Hari Tuberkulosis Sedunia (HTBS) atau World Tuberculosis Day yang jatuh di setiap tanggal 24 Maret, kembali diperingati di Indonesia dan seluruh dunia pada hari Kamis pekan ini. Peringatan HTBS ini mengingatkan kita akan pentingnya kesadaran dan pengetahuan masyarakat mengenai bahaya penyakit tuberkulosis (TB). Hari Tuberkuosis sedunia menjadi momen yang tepat untuk mengajak keterlibatan multisektor dengan meningkatkan kampanye terkait TB serta mendorong semua pihak untuk berperan aktif dalam pencegahan, penemuan kasus aktif, pengobatan dan pengendalian TB.
Tuberkulosis merupakan penyakit menular yang disebabkan oleh infeksi bakteri mycobacterium tuberkulosis complex melalui droplet atau percikan dahak di udara. Droplet dapat ditularkan penderita saat batuk, bersin dan berbicara. Sebagian besar bakteri menginfeksi paru namun dapat juga menginfeksi organ lain seperti selaput paru, tulang, kelenjar getah bening, usus dan otak.
Tuberkulosis merupakan salah satu dari 13 penyakit penyebab kematian tertinggi di dunia. Data dari Organisasi Kesehatan Dunia atau World Health Organization (WHO) pada tahun 2021, mencatat Indonesia menempati posisi ketiga angka kejadian TB tertinggi setelah India dan Cina. Gejala khas pada TB adalah batuk berdahak lebih dari dua minggu, dapat disertai demam lebih dari satu bulan, batuk darah, sesak napas, badan lemas, penurunan nafsu makan, penurunan berat badan, keringat di malam hari tanpa kegiatan fisik dan nyeri dada.
Tuberkulosis dapat di cegah melalui kendali faktor risiko. Faktor risiko tuberkulosis bergantung pada beberapa aspek diantaranya paparan dengan penderita TB aktif, daya tahan tubuh yang rendah seperti pasien dengan HIV positif, malnutrisi, anak-anak dan orang dengan penyakit penyerta seperti diabetes.

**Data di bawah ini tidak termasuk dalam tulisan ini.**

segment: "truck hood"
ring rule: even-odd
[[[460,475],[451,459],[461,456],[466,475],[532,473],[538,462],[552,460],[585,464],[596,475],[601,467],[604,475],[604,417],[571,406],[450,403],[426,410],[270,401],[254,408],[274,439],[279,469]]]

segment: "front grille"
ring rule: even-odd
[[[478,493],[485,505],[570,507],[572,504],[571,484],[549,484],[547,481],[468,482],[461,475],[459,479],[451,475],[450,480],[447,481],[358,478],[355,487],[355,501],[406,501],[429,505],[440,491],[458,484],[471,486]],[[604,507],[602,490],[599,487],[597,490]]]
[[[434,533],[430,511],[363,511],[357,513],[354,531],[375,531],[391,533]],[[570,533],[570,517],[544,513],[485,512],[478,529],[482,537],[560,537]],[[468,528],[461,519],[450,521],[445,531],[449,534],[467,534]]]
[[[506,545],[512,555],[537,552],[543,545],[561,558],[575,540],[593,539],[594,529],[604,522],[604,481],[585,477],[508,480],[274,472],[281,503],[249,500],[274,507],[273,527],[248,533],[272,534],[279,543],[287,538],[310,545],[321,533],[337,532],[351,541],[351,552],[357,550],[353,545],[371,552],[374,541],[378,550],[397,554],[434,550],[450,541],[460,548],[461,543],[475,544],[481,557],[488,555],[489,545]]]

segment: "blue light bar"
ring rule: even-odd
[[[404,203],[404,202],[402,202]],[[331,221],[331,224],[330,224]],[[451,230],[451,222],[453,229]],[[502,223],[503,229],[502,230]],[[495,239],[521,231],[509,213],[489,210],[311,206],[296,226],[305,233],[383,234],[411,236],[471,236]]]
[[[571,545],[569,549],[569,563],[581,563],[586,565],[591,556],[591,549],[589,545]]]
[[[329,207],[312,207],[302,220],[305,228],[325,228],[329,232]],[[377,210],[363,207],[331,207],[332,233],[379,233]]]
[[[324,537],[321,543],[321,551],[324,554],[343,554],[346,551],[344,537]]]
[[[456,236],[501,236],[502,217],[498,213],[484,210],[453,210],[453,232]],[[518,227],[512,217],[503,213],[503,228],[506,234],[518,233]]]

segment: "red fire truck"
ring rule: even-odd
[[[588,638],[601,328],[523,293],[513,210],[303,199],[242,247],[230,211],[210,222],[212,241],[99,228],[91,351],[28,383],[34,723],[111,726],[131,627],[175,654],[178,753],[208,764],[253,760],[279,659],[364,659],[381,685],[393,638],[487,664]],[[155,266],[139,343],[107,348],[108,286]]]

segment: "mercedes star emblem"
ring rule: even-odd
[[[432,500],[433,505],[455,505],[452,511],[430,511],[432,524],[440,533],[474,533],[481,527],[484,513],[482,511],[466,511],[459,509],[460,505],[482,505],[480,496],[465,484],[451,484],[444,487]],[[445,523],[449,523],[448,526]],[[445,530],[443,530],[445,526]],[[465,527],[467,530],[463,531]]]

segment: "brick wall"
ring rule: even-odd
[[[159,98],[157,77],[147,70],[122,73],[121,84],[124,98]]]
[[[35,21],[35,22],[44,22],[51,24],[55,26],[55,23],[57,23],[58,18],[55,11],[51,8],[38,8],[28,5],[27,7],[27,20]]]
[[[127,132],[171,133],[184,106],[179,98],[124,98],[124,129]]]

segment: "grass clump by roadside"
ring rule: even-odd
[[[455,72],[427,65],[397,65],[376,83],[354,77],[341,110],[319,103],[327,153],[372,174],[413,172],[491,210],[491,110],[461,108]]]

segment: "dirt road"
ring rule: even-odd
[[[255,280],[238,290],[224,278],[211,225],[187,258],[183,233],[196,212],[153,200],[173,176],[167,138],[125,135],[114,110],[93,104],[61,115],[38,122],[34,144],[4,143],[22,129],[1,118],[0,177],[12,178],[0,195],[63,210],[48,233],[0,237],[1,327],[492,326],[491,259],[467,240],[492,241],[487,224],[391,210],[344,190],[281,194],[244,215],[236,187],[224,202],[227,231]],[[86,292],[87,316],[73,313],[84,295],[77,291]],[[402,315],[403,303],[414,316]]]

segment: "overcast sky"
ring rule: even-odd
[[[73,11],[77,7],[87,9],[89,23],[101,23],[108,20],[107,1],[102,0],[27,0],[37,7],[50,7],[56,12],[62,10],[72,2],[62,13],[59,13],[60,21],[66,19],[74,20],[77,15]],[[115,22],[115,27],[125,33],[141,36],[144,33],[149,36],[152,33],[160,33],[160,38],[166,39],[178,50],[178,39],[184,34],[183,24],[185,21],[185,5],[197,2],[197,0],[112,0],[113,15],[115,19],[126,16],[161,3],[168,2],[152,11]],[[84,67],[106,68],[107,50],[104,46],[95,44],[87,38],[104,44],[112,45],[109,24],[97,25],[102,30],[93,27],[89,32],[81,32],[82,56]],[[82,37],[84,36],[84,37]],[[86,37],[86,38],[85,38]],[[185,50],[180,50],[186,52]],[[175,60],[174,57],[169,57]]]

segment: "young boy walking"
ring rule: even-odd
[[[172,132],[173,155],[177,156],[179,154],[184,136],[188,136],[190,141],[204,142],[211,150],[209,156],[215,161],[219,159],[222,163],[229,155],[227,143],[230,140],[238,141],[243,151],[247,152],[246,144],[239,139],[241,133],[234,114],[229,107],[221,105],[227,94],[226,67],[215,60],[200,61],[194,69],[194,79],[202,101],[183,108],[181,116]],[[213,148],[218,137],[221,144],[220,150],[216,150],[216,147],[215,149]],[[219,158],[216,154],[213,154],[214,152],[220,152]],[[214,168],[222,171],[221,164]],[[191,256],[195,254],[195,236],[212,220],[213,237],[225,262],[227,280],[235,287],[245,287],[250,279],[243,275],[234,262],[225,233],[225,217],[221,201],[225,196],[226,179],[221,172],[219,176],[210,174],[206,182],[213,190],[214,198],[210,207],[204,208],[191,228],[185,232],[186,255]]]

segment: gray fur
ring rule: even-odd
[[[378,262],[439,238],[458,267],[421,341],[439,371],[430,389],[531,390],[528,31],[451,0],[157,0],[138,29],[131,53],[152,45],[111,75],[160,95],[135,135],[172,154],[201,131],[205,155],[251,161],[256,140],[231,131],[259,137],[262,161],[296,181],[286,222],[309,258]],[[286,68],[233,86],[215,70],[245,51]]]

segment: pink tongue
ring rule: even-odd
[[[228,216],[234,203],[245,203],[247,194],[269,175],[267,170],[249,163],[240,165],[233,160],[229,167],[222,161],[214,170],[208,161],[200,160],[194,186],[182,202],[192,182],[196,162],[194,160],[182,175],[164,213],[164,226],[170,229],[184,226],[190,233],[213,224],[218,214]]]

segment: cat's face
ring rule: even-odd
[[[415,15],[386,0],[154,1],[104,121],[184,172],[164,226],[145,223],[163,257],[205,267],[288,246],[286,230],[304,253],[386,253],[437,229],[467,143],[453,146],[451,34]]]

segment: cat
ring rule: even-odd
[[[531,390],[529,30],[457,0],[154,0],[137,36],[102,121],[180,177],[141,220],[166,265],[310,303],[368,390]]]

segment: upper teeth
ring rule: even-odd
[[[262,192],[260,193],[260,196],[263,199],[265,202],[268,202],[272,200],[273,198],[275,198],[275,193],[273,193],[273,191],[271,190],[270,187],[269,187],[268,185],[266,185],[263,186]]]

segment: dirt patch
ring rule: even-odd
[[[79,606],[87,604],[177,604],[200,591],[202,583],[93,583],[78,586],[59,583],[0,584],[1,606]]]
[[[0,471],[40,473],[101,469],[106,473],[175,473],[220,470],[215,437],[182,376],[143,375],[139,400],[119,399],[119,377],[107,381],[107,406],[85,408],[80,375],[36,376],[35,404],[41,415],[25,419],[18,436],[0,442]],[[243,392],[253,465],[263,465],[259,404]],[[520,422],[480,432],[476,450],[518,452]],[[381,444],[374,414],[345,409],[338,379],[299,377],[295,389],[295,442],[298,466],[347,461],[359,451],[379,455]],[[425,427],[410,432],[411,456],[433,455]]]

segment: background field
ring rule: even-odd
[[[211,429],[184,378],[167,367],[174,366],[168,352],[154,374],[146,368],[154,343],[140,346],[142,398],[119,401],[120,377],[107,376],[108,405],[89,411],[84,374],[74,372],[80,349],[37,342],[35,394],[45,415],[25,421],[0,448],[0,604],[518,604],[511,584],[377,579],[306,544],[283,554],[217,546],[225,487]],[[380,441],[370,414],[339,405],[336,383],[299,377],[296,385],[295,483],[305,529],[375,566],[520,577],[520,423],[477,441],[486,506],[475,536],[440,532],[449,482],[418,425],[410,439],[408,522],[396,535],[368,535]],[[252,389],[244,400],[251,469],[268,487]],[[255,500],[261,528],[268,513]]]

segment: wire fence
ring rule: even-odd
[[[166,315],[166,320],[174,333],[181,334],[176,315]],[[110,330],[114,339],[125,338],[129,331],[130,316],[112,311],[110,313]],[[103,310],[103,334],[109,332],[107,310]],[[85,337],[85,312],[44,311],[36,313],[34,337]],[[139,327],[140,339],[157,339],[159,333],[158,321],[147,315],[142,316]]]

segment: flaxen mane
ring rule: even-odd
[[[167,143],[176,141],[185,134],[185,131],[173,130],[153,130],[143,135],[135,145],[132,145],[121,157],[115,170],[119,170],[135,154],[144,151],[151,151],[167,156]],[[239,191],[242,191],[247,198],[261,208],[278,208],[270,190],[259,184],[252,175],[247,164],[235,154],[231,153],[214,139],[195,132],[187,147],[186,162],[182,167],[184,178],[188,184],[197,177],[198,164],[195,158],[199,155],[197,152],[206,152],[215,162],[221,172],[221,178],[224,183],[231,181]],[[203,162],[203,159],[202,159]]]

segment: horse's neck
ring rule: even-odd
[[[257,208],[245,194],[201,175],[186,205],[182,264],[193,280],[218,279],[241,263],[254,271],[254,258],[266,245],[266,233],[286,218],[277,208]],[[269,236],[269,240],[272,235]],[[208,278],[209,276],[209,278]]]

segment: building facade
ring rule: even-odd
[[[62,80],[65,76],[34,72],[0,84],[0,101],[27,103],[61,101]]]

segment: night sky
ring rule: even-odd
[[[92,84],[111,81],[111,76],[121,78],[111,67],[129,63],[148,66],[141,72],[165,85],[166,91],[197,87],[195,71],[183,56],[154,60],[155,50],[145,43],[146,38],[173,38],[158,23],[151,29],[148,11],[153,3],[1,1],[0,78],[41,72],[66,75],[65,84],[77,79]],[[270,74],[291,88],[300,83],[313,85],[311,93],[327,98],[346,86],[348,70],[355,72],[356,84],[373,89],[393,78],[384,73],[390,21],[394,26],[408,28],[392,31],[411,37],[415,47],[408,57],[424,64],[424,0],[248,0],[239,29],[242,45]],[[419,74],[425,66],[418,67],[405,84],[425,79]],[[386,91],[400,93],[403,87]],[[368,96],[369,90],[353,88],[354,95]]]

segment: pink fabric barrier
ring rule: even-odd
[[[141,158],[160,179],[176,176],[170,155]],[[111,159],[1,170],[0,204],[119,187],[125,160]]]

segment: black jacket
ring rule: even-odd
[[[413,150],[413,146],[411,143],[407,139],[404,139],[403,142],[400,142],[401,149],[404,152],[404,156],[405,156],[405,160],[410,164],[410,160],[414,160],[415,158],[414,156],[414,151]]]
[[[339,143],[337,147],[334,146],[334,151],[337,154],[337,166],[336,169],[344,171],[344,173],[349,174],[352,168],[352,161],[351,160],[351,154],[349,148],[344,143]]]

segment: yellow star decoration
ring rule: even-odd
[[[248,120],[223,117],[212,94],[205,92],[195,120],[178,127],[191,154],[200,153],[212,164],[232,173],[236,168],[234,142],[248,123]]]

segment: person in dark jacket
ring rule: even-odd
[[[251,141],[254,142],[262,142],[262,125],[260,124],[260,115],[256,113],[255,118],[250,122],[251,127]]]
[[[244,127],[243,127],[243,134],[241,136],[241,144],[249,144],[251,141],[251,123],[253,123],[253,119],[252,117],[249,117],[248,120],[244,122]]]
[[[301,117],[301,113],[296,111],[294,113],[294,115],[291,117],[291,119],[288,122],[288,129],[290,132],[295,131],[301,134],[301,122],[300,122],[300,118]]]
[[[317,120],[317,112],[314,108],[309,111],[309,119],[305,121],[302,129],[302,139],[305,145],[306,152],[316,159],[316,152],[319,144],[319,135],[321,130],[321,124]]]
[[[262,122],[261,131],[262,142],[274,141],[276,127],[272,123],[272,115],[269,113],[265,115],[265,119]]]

Faktor perilaku dan lingkungan juga berperan dalam meningkatkan risiko infeksi seperti riwayat merokok, peminum alkohol, tinggal di lingkungan yang tertutup, lembab dan ventilasi ruangan yang kurang. Tujuan tatalaksana TB adalah untuk menyembuhkan pasien, mencegah kematian, mencegah kekambuhan, memutuskan rantai penularan, mencegah terjadinya resistensi kuman terhadap obat anti TB (OAT) dan memperbaiki produktivitas serta kualitas hidup.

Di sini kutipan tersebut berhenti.